24.アメリアの迷い

 御用邸に戻った後も、アメリアはコーネリアスの好意に迷っていた。考える時間をくれとはいったがコーネリアスの好意にどう答えればいいのかわからない。そもそも、自分は本当にコーネリアスを好いているのかだって、アメリアにはわからない。


 自室にこもり、ライティングテーブルに突っ伏したままアメリアは唸る。

 治療をする上でコーネリアスのことを知って、親しみがわかなかったわけではない。だが、それはよくある患者と仲良くなる上で感じる気持ちの一環だと思っていた。


 だが、コーネリアスの涙をなぐさめた時から変わっていってしまったようにアメリアは感じる。普通ならしないような膝枕を許したこと、そうやってコーネリアスを甘えさせていたことは、ただの治療以外の意味も持っている気がしたのだ。

 世話焼きだから、という生来の資質があったとしても、自分の懐に入れるまでコーネリアスを許していた。そうさせた気持ちを、アメリアはまだうまく飲み込めない。


「どうしたらいいんだろ……」


 呟くも答えるものはいない。こういうときルルは話し相手になるより一人で過ごすよう距離をとることが多い。それがルルなりの優しさだし、接し方でもあった。

 大事なことはまず自分で納得いくまで考えてから、そうルルに教えたのはアメリアだ。それが今自分に返ってきていることに苦笑しアメリアはため息をつく。


 こういうとは一人で考えるより、誰かと話せたのなら幾分か気持ちも落ち着くだろう。でも、それができない今はただただ気持ちを抱えることが重く感じられて窮屈だった。

 息が苦しくなるような気持ちなのに、コーネリアスのことを考えると嬉しくなって、口元が綻んでしまう。相反する体と気持ちの反応にアメリアはいつになく不安になっていた。


「好きって言われたってさ……勘違いだったら損なだけじゃない」


 コーネリアスに対しても、自分に対しても。

 ――いいよな魔女様は。自分のいいように好き勝手できるんだから。

 ずっと昔に言われた言葉が、ちくりとアメリアを刺す。


「力があったって好き勝手できるわけじゃないわよ」


 そう呟いて、アメリアはため息をつく。自分の感情に振り回されるのはこれで二度目だ。


 一度目は十年前、二度目は今回のコーネリアスの告白。

 一度目はあまりいい気分にはならなかったが、今度は嬉しく感じる自分がいるだけに質が悪い。国王たちはどうだか知らないが、少なくともオリバーやコーネリアスの周りの人間はこれを微笑ましく思っている。だから余計に居心地が悪い。

 だってそうだろう、まるで自分の力で王子をたぶらかしたように捉えられるのだから。似たようなことで十年前に苦い思いをしたアメリアは、またそう勘違いされるのも恐れていた。


 目立って槍玉にあげられると、義憤の拳で散々殴られる。自分が正しいと思っている人間ほど、その暴力に気づかないものだ。間違っているのならたとえ骨を砕いて二度と歩けなくしたとしても悪びれない。

 人間のそういう性を知っているから、アメリアはコーネリアスの好意を受け入れた後が怖くて仕方がない。

 逃げていると言うのならそれもそうだろう。

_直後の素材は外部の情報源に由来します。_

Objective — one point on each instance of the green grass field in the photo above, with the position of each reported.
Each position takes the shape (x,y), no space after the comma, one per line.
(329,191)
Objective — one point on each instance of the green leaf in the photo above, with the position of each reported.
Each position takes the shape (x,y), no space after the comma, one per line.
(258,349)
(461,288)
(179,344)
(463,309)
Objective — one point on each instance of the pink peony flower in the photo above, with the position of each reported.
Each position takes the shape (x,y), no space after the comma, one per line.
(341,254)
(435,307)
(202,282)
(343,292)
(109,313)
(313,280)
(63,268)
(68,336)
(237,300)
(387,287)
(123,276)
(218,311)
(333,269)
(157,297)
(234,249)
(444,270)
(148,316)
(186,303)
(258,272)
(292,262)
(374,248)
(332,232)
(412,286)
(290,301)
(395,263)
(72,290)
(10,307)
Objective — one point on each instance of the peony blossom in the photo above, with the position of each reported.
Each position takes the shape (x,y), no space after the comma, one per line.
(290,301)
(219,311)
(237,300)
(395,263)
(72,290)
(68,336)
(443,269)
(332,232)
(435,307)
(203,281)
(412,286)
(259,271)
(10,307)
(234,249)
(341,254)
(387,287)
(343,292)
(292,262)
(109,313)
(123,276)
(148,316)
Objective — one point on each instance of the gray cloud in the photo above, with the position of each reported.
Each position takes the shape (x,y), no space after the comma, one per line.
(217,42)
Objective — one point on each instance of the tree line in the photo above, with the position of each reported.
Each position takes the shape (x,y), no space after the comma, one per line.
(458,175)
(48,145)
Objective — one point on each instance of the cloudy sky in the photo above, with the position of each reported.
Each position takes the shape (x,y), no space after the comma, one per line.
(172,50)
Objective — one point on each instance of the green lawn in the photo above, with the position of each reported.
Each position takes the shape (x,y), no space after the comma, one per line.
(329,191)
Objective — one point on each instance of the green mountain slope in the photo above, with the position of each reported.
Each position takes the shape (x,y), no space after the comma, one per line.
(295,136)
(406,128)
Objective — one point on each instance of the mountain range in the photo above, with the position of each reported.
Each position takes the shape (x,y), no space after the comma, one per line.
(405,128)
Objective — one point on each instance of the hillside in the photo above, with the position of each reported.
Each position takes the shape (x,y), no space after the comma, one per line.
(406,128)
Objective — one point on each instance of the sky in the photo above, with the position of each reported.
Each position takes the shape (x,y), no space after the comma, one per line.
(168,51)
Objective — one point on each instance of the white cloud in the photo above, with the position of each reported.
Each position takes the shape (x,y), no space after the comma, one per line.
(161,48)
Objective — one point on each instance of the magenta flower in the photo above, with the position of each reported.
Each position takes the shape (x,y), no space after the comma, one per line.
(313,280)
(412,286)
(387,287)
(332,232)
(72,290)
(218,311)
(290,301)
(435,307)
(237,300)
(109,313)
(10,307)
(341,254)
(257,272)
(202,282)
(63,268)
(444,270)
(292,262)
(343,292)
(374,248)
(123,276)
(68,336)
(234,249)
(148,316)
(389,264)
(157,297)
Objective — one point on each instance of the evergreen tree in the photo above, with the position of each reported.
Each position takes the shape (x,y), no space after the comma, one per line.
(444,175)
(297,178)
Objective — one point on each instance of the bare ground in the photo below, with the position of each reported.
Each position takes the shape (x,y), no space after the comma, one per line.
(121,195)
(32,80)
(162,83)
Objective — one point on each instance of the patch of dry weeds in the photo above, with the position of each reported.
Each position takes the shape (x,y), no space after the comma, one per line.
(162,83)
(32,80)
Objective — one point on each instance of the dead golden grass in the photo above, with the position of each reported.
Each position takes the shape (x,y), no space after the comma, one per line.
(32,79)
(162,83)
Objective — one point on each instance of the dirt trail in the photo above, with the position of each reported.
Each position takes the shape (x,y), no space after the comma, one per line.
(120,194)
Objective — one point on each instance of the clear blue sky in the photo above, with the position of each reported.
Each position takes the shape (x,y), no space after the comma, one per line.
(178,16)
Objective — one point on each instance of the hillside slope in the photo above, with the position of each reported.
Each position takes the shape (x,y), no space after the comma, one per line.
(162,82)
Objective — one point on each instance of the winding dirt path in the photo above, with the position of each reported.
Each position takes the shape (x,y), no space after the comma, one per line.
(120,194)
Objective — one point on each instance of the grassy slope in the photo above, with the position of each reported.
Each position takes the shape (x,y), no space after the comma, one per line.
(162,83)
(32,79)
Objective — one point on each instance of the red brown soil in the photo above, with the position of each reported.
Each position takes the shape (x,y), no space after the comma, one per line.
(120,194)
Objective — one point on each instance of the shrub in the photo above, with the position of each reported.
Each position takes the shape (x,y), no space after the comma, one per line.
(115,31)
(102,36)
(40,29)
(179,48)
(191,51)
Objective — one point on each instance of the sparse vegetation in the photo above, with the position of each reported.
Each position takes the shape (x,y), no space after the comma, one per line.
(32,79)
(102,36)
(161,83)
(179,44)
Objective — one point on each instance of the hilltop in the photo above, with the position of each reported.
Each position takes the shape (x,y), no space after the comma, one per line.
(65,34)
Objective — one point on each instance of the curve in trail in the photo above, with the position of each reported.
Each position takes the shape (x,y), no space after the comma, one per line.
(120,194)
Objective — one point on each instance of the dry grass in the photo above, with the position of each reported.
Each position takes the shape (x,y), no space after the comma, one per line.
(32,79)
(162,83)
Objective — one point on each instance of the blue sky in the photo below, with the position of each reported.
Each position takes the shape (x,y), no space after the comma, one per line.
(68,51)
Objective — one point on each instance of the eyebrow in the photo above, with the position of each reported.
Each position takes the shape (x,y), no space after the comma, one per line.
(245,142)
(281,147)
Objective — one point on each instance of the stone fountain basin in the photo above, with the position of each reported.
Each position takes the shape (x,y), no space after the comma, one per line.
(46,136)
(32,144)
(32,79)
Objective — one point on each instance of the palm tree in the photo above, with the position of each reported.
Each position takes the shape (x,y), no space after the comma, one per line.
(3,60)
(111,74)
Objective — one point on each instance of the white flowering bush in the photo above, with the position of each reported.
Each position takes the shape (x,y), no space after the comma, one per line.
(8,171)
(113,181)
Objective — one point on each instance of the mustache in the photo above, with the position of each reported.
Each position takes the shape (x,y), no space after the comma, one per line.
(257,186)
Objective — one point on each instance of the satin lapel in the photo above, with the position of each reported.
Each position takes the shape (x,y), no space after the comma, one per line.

自分の気持ちを飲み下したとして、その後を考えると足がすくんでしまう。


「怖いだけなのかな、私……」


 かつて紅の魔女として活躍したとは思えないほど、今のアメリアは弱気になっていた。自分の気持ちの整理に少し時間はかかるが、おそらく自分なりに答えが出せるだろう。それでも、一歩を踏み出せない。

 きっと自分はコーネリアスが好きだ。心をまさぐっていた指先が本音に引っかかる。本音の糸を指に引っかけたまま、アメリアはそれをたぐりよせられない。あと一歩、勇気を振り絞れない。


「ほんっと、めんどくさい……」


 テーブルに突っ伏したまま、アメリアは悩む。